The fifty days from Easter Sunday to Pentecost are celebrated in joyful exultation as one feast day, or better, as one “great Sunday” (Athanasius, Epist. Fest.). These above all others are the days for the singing of the Alleluia (General Norms, 22). The days of the Easter octave form the “early hours” of this “great Sunday”, with accounts of the Lord who rose early in the morning, and the early preaching of the disciples who were witnesses to his resurrection.
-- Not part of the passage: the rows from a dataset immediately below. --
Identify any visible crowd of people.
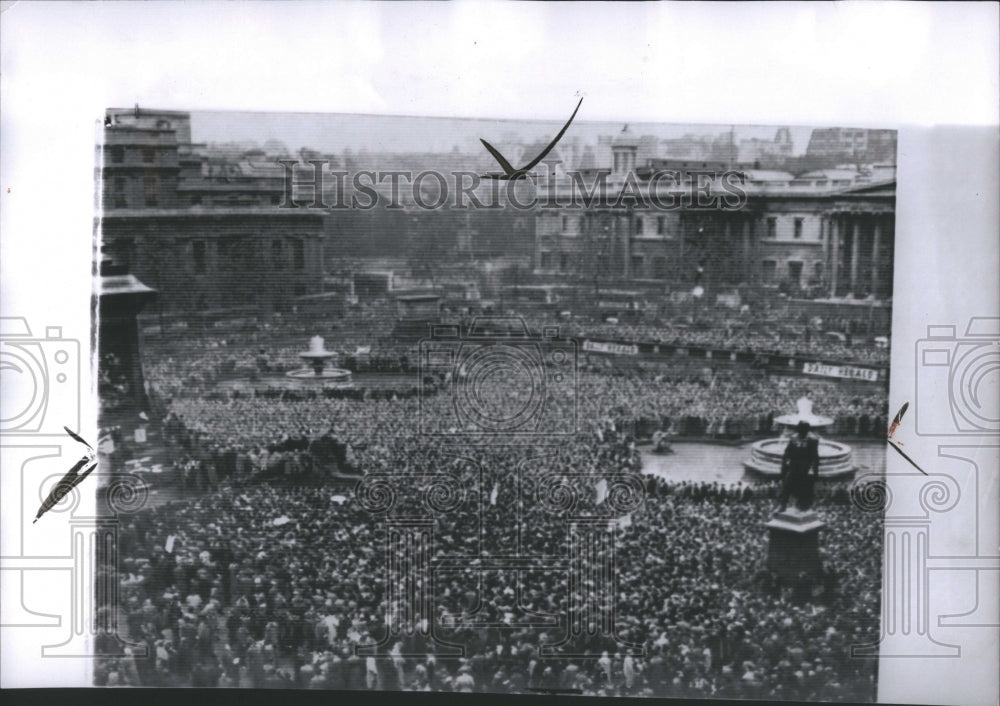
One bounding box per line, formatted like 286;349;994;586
92;468;881;701
96;312;888;701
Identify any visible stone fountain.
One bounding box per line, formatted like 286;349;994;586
285;336;351;381
743;397;859;480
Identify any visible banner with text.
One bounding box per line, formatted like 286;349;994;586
583;341;639;355
802;363;878;382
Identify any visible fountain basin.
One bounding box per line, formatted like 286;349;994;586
743;437;861;480
285;368;351;382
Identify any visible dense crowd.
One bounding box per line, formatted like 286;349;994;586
148;373;888;490
98;468;881;701
96;312;887;701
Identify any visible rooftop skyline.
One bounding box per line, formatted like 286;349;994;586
191;106;832;156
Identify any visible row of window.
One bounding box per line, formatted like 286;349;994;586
540;251;824;284
110;145;156;164
191;238;306;275
560;216;805;240
560;216;668;235
540;251;667;279
760;260;824;284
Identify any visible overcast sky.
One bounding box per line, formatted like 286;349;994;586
189;108;812;154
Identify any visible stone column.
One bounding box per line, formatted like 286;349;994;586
851;218;861;296
728;216;736;284
355;518;446;657
541;516;643;657
42;517;146;657
830;215;843;298
851;473;961;659
741;217;753;283
618;212;632;279
872;217;892;297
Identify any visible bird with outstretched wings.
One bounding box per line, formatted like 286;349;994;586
479;98;583;181
31;427;97;524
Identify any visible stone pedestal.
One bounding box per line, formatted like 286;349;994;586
765;507;826;582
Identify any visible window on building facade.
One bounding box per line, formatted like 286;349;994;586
142;176;160;206
191;240;205;275
760;260;778;284
788;260;802;285
632;255;643;277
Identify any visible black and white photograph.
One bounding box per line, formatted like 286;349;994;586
94;104;896;701
0;0;1000;706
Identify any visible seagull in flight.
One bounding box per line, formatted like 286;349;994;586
31;427;97;524
479;98;583;181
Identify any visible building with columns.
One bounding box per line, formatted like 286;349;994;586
534;128;895;299
98;106;326;314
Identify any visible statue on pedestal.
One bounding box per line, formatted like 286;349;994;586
778;420;819;512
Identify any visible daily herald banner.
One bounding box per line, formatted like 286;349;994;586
802;363;878;382
583;341;639;355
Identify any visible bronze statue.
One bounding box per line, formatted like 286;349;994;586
779;421;819;512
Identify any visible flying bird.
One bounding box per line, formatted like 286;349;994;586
479;98;583;181
31;427;97;524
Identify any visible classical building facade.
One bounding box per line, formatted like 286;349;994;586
98;107;325;313
534;126;895;299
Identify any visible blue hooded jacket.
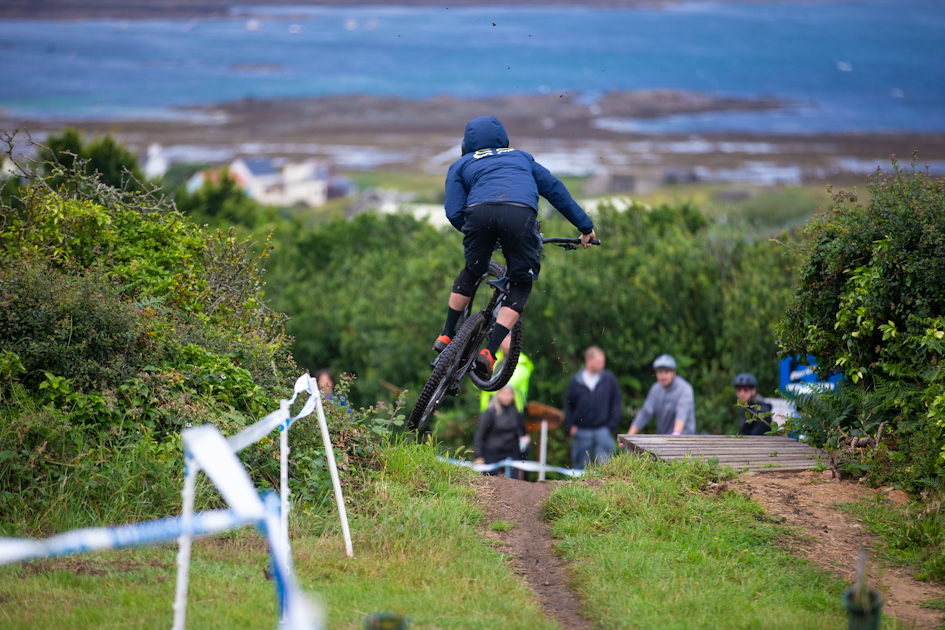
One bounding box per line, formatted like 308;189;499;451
445;116;594;234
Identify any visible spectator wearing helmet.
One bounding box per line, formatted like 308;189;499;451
630;354;696;435
732;372;772;435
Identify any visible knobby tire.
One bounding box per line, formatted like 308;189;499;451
407;313;485;433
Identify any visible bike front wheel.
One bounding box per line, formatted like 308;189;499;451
469;315;523;392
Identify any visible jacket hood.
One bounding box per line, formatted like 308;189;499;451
463;116;509;153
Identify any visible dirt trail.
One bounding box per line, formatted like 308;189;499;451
479;477;594;630
732;471;945;629
479;472;945;630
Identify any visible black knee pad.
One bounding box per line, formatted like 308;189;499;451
453;267;479;297
505;280;532;314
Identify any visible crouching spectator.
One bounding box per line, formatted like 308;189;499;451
473;385;528;476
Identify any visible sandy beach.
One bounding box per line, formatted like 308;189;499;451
0;90;945;190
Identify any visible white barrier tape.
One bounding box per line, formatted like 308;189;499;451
0;510;252;564
227;372;321;453
183;424;324;630
182;424;264;521
438;457;584;477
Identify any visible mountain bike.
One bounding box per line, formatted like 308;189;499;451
408;237;600;433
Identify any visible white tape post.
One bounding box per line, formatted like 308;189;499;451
315;390;354;558
0;425;324;630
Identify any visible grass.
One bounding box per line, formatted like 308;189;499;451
543;456;898;630
839;493;945;581
0;443;916;630
0;444;556;630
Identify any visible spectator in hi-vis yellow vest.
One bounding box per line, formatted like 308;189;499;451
479;335;535;413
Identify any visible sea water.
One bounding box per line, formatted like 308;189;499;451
0;0;945;133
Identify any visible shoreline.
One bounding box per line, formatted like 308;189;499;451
0;90;945;186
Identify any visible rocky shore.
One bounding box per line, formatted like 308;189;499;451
0;90;945;186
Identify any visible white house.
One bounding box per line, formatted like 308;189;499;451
187;157;356;207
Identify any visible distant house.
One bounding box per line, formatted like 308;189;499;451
187;157;357;207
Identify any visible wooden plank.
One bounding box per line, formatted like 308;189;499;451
621;438;813;448
747;466;813;473
646;444;817;453
618;434;826;473
617;433;797;442
660;453;817;462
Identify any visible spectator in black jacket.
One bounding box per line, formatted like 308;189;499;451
564;346;620;469
733;373;772;435
473;385;526;476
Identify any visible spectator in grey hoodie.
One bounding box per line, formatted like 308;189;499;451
630;354;696;435
564;346;620;469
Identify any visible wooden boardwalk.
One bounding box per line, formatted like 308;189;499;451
617;435;830;472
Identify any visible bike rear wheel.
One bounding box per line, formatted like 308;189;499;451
469;315;523;392
407;313;485;433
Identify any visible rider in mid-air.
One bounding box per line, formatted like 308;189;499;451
433;116;596;379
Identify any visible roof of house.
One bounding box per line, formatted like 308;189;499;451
243;158;277;177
- The first eight days of the Easter season make up the octave of Easter and are celebrated as solemnities of the Lord. At Mass, Morning Prayer and Vespers, throughout the octave, a double alleluia is added to the dismissal and its response. The sequence, Victmae paschali, obligatory at Mass on Easter Sunday, is optional on the other days of the octave, Easter Preface I is used (“on this day”) through the octave day of Easter, namely, the Second Sunday of Easter.
- Throughout the Easter season the neophytes should be assigned their own special place among the faithful. Intercession should be made in the Eucharistic Prayer for the newly baptized during the Easter octave (see RCIA, nos, 244-251).
- The paschal candle, a symbol of the presence of the risen Christ among the people of God, remains in the Sanctuary near the altar or ambo through Vespers on Pentecost Sunday. Its use is encouraged at all liturgical celebrations, especially Mass and the Liturgy of the Hours.